We evaluated the incidence of K65R in subtype C patients in Botswana, who received ARV therapy in the context of first and second line regimens by studying the reverse transcriptase (RT) genotypes of 23 individuals who failed therapy, while on combination regimens that included ddI and d4T.
Ten of these individuals had initiated treatment with ddI/d4T-based regimens while 13 had started therapy with ZDV/3TC/NVP or ZDV/3TC/EFV prior to switching to ddI-and/or d4T-containing combinations.

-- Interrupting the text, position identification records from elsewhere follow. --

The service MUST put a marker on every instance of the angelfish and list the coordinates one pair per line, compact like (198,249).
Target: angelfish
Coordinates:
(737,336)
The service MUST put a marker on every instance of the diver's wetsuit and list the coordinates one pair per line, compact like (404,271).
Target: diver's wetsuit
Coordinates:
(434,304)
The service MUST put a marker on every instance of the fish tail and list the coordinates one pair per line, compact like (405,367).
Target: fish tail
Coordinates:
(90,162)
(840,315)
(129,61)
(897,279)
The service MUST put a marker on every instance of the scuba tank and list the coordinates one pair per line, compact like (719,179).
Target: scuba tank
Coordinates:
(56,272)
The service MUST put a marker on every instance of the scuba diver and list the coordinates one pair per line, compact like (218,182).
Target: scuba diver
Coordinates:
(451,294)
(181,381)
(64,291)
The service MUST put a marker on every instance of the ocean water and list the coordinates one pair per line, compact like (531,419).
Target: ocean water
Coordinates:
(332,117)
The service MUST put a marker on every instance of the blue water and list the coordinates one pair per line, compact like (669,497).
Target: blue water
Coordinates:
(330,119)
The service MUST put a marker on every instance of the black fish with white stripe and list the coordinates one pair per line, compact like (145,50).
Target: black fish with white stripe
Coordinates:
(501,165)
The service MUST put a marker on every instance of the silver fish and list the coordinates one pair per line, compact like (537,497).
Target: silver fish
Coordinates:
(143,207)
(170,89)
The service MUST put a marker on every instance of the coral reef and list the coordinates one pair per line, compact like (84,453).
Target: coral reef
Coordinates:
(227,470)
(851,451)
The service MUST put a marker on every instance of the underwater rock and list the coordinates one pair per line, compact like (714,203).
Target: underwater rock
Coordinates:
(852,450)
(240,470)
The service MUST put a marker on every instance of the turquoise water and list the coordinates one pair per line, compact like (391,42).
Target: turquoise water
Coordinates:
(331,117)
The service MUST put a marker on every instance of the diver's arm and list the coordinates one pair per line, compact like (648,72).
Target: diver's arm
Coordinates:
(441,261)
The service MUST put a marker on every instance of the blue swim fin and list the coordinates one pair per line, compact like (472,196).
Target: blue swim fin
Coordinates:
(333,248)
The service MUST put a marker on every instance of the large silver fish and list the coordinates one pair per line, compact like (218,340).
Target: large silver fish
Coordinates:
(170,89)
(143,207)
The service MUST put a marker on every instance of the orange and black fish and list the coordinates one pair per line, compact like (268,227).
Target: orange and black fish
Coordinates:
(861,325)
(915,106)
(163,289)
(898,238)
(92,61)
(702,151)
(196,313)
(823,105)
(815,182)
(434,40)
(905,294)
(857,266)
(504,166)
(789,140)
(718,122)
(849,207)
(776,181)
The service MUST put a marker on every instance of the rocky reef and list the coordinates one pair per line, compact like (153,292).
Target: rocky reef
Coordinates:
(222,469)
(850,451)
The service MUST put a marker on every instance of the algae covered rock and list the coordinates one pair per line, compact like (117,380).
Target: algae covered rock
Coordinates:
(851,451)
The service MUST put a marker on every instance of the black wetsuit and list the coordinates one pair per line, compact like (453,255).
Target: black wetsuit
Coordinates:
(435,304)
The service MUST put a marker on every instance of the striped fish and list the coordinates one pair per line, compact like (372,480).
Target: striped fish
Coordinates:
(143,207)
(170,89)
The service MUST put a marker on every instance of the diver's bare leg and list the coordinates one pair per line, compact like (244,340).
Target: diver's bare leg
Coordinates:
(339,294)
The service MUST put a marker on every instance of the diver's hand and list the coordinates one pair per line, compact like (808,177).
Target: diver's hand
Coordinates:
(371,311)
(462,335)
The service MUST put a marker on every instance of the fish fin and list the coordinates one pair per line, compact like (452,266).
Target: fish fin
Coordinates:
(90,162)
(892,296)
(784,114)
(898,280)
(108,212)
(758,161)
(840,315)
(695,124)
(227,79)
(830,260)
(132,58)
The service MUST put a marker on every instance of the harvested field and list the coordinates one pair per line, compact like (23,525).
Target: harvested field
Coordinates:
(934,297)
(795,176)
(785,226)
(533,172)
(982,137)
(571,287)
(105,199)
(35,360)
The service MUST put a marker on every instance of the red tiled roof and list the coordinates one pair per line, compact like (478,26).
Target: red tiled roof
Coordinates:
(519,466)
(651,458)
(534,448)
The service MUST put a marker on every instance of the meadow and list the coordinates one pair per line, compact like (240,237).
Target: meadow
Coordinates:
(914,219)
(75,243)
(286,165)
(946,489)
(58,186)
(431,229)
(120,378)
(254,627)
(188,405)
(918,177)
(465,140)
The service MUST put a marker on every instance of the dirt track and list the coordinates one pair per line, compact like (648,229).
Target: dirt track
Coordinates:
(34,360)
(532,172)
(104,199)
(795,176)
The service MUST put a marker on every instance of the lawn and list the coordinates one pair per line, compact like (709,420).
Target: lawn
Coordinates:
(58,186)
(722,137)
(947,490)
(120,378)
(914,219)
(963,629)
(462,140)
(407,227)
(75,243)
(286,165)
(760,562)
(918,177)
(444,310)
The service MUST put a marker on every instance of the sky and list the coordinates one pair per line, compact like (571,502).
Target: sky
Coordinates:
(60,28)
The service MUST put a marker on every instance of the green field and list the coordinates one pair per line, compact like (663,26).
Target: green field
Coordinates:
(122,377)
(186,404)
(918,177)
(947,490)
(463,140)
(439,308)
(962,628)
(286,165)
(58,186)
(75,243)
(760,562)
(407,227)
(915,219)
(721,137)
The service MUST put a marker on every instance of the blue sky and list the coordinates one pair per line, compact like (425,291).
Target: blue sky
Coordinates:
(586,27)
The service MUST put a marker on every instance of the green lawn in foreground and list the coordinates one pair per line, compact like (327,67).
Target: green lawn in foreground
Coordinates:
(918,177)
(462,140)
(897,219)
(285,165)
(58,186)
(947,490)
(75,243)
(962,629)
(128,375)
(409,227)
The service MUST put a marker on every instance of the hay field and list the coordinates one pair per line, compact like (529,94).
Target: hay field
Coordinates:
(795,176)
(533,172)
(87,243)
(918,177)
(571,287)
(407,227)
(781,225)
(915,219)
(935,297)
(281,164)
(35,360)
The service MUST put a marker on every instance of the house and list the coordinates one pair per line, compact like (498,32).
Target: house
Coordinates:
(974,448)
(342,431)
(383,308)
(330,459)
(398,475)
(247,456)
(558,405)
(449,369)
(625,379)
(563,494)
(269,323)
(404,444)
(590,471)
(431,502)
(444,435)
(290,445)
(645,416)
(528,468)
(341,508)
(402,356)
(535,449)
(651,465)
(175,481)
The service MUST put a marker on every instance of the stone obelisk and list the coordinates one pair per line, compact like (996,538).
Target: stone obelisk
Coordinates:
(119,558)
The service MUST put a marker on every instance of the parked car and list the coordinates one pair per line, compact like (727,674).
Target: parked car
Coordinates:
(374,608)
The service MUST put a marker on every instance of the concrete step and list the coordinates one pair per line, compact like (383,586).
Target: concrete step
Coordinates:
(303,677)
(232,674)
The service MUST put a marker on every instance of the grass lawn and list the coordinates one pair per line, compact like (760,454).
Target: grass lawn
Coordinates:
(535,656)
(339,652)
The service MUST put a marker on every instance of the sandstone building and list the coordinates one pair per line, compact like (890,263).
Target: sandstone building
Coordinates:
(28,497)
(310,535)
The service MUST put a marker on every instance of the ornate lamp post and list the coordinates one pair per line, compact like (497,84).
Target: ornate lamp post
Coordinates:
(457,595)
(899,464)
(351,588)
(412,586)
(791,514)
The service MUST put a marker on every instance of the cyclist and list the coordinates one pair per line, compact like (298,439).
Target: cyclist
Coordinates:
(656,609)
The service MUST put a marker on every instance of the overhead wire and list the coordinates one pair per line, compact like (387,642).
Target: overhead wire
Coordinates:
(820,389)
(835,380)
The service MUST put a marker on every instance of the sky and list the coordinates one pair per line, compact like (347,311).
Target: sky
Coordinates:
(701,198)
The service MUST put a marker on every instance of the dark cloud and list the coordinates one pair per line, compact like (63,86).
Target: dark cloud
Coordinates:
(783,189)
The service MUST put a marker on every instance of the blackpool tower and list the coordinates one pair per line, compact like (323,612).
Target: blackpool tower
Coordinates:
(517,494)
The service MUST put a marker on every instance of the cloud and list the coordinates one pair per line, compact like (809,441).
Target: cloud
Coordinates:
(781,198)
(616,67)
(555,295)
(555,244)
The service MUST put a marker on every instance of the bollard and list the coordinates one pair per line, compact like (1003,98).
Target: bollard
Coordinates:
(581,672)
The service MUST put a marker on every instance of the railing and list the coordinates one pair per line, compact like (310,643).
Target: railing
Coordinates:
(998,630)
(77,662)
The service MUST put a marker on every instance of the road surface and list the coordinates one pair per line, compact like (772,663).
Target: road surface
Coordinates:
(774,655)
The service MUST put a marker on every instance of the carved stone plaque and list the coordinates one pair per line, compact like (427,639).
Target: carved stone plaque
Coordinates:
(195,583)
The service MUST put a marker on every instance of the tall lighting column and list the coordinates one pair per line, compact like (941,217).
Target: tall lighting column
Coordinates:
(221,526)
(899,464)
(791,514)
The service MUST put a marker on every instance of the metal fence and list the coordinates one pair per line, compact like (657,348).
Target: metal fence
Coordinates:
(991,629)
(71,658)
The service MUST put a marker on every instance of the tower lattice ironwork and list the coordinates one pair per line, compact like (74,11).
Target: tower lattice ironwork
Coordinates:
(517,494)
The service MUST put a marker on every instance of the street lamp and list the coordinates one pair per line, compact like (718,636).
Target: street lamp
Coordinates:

Of the 23 patients, 7 possessed K65R and no-one possessed L74V after a median exposure to combination ddI/d4T of only eight months (range 4–18 months). In contrast, none of 13 patients who received 3TC/ZDV as initial therapy prior to d4T/ddI developed K65R, although most of them developed thymidine-associated mutations (TAMs); this is potentially due to antagonism between TAMs and K65R. In tissue culture studies, K65R was detected after only 12 weeks in 4/4 and 3/4 selections with Tenofovir and ddI, respectively, but far longer periods were required for relatively infrequent selection of K65R by Tenofovir with subtype B viruses (>40 weeks; 2/7 selections).
K65R may emerge at higher frequency in individuals infected with subtype C viruses who experience treatment with certain NRTIs, establishing the need to monitor for the presence of this mutation and its possible transmission.
This article is published under license to BioMed Central Ltd.